Chairman of the Coalition of Stakeholders on Electricity Contracts and Arrangements (COCECA), Dr. Steve Manteaw says the government should have consulted the Millennium Development Authority (MiDA) before suspending the Power Distribution Services (PDS) concession.
According to him, even if the allegation of fraud is proven against PDS, the government of Ghana cannot take unilateral actions against the company.
Speaking at a public forum in Accra, Dr. Steve Manteaw said government erred by suspending the deal.
“Even if the allegation of fundamental breaches is proven against PDS, the government cannot act unilaterally and pick a decision to abandon the concession especially if it still wants to take advantage of the American support for it. This means that we will as a necessity to engage the Millennium Challenge Corporation(MCC) and obtain their endorsement before going ahead to terminate the contract.
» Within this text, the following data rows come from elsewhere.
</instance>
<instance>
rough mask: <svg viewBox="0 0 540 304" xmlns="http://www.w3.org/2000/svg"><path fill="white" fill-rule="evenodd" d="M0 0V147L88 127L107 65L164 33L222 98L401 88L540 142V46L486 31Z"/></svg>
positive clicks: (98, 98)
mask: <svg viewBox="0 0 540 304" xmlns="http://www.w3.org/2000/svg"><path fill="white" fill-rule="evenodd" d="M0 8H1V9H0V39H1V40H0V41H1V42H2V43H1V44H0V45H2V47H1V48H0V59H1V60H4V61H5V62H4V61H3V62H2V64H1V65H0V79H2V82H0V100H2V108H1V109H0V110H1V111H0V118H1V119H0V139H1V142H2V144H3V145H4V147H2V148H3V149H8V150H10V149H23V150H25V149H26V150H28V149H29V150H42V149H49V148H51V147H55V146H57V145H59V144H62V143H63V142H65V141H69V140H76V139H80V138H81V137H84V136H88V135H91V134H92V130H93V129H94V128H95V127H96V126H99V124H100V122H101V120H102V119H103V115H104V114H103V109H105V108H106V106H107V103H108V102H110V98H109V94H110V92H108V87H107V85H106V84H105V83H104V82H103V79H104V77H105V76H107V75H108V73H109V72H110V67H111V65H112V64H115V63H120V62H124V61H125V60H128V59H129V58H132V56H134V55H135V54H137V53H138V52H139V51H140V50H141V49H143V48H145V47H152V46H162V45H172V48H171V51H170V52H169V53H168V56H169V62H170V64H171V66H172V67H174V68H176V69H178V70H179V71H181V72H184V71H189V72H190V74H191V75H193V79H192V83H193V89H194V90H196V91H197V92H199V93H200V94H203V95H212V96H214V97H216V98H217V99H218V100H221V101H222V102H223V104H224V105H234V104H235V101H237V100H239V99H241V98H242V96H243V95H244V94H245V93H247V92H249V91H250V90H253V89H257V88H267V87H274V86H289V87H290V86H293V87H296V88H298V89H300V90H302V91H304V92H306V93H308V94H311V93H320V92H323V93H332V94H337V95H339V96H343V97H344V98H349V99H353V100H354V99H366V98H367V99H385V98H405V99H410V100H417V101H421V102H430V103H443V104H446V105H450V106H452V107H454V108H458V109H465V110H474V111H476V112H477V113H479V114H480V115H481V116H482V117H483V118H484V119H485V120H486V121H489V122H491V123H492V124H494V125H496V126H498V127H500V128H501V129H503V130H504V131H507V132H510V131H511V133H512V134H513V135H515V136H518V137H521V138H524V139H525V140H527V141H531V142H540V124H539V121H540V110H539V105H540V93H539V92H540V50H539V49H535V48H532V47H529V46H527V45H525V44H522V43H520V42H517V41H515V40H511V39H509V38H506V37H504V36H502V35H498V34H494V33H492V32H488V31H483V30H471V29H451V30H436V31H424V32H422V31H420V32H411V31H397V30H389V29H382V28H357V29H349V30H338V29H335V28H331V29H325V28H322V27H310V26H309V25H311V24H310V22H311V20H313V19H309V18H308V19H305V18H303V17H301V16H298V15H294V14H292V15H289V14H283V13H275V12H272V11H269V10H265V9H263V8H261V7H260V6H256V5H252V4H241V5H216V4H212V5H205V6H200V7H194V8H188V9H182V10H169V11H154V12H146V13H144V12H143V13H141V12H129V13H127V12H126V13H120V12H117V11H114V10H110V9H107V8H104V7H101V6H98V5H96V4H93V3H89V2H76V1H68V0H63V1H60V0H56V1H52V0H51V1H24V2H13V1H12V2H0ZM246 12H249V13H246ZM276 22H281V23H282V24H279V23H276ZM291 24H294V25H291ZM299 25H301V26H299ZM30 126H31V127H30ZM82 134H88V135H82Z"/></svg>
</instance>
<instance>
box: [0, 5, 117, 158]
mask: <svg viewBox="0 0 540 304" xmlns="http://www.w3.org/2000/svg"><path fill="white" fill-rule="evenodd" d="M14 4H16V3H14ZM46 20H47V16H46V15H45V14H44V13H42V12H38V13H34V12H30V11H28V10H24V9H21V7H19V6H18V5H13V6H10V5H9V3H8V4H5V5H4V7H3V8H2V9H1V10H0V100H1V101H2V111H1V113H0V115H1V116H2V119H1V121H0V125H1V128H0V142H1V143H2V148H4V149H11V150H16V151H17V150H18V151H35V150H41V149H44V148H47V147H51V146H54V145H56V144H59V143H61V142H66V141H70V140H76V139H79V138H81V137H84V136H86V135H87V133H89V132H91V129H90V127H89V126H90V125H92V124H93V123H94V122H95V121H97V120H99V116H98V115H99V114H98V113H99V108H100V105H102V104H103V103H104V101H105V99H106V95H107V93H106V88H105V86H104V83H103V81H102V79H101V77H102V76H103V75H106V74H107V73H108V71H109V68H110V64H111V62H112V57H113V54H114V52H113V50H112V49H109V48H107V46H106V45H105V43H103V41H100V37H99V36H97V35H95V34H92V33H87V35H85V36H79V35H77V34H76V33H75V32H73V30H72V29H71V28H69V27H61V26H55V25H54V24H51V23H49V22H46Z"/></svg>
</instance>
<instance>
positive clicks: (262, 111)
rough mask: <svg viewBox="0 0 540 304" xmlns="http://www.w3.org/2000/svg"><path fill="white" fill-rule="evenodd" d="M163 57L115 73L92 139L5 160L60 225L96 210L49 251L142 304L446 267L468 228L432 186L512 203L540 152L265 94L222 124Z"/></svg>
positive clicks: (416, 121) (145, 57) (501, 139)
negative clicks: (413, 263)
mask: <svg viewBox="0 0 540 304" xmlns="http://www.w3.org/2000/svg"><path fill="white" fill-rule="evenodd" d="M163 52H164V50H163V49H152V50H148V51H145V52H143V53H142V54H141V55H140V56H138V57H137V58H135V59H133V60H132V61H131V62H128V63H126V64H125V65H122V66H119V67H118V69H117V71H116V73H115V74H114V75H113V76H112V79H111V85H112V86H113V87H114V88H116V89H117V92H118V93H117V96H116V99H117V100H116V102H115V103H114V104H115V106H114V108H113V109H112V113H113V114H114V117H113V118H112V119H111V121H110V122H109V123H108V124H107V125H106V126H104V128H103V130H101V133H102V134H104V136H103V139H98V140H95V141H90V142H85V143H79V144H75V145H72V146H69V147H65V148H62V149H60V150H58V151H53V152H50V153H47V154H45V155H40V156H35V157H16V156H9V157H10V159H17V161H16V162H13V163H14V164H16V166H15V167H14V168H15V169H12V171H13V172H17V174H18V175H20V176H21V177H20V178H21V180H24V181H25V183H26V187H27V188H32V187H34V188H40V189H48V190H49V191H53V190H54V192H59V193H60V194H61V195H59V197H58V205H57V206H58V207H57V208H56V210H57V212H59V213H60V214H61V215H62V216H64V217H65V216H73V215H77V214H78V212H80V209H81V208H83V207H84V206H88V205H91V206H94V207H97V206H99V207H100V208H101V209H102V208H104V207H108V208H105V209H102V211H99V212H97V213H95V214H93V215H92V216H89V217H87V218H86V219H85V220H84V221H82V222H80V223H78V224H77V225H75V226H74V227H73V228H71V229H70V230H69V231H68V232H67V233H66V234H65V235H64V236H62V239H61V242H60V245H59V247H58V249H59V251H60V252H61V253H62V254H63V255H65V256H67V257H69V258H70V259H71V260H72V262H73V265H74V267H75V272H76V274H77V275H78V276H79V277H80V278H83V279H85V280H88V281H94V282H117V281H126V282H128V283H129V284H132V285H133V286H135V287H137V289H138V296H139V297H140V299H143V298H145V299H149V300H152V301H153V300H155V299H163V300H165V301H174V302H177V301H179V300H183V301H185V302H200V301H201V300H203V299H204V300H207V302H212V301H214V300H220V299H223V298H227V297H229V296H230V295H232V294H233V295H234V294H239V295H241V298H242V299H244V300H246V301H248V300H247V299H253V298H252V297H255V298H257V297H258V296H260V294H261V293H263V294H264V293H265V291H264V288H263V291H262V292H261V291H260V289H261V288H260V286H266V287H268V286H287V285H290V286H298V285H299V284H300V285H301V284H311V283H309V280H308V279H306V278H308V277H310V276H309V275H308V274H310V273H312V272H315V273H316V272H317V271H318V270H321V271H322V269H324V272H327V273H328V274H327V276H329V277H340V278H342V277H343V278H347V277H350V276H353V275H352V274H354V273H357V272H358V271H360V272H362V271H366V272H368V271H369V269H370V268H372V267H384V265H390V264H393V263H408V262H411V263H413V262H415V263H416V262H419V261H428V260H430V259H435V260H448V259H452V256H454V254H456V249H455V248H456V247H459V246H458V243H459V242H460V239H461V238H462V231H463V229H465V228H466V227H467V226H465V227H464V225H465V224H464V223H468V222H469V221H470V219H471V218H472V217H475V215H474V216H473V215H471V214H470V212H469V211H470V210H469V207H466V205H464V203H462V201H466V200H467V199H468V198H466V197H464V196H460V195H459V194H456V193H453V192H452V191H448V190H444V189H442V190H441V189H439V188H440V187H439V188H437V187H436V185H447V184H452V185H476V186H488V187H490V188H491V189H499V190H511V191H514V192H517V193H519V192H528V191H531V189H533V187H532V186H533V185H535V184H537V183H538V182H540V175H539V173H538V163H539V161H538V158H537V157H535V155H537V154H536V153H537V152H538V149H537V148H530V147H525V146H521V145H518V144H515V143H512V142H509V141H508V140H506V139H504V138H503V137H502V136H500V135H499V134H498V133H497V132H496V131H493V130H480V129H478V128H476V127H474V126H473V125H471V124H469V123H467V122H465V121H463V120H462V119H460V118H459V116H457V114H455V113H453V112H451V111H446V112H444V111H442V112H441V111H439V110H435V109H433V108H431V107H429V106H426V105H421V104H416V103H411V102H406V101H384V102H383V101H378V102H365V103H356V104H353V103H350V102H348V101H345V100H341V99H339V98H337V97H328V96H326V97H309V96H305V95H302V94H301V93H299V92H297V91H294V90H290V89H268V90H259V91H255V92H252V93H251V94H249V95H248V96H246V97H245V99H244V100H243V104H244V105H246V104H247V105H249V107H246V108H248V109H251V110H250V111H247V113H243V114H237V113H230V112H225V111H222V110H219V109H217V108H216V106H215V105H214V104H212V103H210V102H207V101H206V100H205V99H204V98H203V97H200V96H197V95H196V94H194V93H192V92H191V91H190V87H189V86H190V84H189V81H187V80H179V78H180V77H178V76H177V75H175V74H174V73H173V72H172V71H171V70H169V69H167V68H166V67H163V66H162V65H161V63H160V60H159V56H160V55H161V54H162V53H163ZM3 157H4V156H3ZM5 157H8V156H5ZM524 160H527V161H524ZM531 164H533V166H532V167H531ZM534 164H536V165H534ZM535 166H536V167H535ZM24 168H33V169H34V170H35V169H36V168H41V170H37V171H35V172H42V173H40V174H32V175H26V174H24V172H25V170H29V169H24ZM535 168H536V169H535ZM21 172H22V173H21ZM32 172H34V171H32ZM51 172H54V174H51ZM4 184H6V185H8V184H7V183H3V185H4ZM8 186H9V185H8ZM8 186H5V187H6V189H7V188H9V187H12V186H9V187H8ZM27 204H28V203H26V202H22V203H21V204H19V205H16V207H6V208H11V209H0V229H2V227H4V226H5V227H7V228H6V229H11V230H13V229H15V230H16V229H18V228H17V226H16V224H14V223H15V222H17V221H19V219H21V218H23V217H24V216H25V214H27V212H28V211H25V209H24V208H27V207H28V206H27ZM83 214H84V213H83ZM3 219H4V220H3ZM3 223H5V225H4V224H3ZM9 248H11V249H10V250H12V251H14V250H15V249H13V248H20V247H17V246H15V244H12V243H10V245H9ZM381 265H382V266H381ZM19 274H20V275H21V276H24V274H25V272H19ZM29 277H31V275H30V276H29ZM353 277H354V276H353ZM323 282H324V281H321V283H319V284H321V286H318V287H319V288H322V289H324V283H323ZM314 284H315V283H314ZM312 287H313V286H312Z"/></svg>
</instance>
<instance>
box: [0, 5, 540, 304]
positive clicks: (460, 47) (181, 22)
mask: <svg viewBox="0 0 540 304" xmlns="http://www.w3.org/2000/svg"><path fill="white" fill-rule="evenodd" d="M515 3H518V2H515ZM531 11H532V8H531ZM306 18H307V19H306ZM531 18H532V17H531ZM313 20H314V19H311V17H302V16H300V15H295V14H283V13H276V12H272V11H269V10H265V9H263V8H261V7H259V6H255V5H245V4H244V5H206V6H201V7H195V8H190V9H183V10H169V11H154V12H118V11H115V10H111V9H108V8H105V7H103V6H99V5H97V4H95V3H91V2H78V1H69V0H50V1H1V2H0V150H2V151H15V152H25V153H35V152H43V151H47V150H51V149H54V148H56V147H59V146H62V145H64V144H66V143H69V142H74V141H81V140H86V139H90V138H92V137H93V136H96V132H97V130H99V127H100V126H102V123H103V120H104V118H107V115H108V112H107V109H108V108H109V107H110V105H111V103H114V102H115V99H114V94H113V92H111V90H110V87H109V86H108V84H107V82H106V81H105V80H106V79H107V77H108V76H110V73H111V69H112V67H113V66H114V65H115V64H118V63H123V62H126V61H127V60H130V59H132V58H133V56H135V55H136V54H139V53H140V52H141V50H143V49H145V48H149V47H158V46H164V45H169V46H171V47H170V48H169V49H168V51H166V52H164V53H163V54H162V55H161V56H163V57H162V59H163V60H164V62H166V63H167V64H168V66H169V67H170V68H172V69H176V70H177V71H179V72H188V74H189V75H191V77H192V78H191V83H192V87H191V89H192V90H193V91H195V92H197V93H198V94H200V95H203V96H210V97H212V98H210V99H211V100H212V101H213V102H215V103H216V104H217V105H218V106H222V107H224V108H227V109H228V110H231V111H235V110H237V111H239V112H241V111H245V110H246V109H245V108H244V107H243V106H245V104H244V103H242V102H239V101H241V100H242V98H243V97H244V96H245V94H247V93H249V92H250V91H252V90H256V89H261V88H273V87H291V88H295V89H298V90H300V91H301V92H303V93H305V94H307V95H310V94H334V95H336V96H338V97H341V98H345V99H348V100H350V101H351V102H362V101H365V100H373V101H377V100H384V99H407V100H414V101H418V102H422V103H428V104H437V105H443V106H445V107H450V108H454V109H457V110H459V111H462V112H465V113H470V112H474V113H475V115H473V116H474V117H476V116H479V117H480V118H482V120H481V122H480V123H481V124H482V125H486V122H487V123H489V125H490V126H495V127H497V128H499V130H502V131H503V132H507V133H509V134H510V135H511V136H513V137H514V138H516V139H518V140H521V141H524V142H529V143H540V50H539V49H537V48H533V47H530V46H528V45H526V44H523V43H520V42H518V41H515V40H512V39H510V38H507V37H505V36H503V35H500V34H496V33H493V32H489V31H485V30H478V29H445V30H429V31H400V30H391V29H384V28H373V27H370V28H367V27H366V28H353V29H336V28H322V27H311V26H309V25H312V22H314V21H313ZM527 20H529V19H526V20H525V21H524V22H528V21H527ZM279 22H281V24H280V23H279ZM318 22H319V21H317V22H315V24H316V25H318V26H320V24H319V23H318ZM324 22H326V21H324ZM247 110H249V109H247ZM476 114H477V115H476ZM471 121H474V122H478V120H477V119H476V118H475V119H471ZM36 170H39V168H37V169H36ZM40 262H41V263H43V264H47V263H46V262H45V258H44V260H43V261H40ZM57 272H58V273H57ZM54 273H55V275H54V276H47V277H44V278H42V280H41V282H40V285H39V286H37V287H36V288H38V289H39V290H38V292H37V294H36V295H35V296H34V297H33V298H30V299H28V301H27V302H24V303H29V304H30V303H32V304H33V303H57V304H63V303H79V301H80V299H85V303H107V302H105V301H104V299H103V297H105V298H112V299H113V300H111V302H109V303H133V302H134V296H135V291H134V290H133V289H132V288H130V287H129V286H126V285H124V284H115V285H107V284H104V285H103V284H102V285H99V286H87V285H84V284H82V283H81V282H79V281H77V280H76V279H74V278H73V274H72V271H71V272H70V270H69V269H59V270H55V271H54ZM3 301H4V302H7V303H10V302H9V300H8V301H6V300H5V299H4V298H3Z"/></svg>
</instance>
If this becomes the case, then we may resort to an option where the concession is resubmitted to tender.
On the other hand, if we do not receive the MCC’s approval and still go ahead to terminate the contract, then we stand to lose the MCC’s package and we will be back to where we started with ECG firmly in the driver’s seat.”
PDS took over from the ECG in February 2019 after winning a bid to run the power distribution in Ghana as part of the Millennium Challenge Account (MCA) compact which was signed in 2014.
The deal saw the 20-year concession of the Electricity Company of Ghana Ltd (ECG) to PDS.
But government officials have noted possible fraud in the deal with reports of a forged document being involved in the deal, hence the suspension of the agreement.
The Minority in Parliament has also petitioned the US Ambassador to Ghana, Stephanie S. Sullivan, demanding full-scale investigations by the US government into the suspension.
They say the government is already ‘confused’ on how to deal decisively with the matter.
But the US government says it awaits an independent forensic audit of the PDS concession deal authorized by MiDA Board of Directors before it makes a decision on the matter.
Information Minister, Kojo Oppong Nkrumah has however indicated that the petition was needless since the American government had expressed its confidence in the government’s ability to conduct a fair investigation.
Indications are that the government is also engaged in a probe of its own which it hopes to conclude at the end of August.